AUTODESK EVENT ANALYSIS
Incident Number: #COE-INC113840
Incident Date: December 7, 2024
Summary
Between December 7, 2024 at 11:49 PM PST and December 8, 2024 at 10:37 AM PST, customers using the Autodesk Fusion Home tab ‘search panel’ experienced timeouts or significant latency in search results.
Impacted Services
Root Cause
- After implementation of a planned change to resize Fusion Folders and Files Search cluster for better performance, the cluster started showing very high CPU resource utilization.
 
- On further analysis, it was discovered that the search process was getting bottlenecked on memory resources, resulting in frequent memory cleanups and very high CPU utilization.
 
- This led to significant resource constraints, causing high latency and timeouts on user-initiated search requests.
 
Autodesk Actions
Autodesk has completed a post-incident analysis of the event and identified actions to be taken. These include the following:
- Immediate Action:
o   Scaled out the Search cluster. 
- Short term:
o   Enchance monitoring and alerting on the Fusion Folders and Files search cluster for faster detection of issues.

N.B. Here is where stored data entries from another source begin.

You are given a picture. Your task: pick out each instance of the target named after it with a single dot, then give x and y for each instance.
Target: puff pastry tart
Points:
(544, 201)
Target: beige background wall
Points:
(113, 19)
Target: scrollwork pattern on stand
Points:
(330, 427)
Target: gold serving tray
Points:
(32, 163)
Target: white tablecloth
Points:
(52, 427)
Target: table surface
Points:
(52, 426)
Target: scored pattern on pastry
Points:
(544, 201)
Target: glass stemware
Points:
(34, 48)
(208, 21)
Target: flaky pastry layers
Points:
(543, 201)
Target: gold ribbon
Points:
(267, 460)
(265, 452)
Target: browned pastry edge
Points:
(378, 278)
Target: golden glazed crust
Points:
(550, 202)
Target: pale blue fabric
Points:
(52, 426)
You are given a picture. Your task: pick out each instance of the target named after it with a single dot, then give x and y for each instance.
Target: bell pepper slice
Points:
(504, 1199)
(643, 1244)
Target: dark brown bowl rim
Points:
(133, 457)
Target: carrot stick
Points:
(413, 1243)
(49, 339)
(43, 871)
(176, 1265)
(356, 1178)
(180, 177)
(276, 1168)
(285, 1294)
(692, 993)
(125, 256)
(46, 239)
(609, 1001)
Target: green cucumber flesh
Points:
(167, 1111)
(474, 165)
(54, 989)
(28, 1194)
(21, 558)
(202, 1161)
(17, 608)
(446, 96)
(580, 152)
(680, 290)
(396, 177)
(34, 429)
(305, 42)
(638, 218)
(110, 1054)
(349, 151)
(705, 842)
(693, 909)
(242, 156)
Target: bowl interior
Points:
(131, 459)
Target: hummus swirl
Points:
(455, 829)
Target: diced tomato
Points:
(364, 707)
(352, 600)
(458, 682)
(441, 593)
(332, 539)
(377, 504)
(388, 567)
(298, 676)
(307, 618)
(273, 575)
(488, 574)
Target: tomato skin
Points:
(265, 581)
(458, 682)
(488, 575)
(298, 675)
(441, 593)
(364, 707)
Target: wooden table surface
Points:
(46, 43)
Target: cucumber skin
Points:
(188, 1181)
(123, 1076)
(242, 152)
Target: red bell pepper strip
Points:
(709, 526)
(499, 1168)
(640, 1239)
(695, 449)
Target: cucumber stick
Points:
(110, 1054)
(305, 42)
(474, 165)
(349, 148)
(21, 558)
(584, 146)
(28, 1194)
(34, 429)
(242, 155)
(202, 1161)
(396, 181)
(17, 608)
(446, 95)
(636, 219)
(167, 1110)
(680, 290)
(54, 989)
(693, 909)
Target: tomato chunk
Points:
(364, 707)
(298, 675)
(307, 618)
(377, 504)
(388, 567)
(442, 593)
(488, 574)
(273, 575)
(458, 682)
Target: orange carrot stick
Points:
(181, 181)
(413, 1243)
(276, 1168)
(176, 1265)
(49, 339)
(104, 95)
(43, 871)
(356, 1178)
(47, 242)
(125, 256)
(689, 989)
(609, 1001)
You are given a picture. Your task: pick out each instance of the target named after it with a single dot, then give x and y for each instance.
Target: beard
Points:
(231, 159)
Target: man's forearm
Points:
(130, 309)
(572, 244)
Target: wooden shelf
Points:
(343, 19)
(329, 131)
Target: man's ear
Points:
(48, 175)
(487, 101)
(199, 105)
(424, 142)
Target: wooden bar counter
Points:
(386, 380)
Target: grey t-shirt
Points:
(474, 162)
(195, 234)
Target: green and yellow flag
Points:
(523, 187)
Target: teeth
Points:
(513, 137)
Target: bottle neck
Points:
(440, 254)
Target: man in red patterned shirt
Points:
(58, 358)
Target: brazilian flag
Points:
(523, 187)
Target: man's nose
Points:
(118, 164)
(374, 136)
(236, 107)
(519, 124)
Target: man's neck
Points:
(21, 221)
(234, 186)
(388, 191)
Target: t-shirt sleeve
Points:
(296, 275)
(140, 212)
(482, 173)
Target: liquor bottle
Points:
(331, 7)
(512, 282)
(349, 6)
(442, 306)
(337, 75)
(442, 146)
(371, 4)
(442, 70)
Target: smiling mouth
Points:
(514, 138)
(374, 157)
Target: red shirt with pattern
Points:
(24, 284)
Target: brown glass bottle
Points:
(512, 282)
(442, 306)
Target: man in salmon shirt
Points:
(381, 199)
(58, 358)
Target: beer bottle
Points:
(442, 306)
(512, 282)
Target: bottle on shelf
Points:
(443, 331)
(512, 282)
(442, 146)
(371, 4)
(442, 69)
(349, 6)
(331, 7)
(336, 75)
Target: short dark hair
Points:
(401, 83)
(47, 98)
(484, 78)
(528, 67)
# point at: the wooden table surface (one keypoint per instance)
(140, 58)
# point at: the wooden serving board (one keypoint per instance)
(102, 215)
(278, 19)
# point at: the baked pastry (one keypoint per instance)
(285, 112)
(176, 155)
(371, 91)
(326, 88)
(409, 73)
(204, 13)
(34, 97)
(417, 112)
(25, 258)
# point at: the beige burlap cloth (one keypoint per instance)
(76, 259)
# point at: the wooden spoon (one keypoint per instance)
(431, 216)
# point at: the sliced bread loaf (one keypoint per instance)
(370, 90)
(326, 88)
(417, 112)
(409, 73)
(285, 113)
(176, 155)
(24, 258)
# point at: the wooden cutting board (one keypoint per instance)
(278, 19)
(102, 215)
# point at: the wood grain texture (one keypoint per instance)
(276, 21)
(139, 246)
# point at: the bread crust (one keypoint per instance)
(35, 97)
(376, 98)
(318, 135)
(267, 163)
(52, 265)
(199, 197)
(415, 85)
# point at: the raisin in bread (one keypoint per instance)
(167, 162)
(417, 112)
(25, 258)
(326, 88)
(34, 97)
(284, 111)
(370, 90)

o   Improve stakeholder communication about major changes in production environment.
o   Keep cloud service provider on standby during high impact changes. 
- Long term:
o    Simulate cluster scaling exercises in lower environments.
o    Engage with cloud service provider for faster scale up/scale out options.
o    Stricter review of the deployment procedures including:
                    -Time to complete the change.
                    -Backout/rollback plan – documented, reviewed, timed, and tested.
                    -Post deployment testing and monitoring. 
Thank you for your patience and understanding.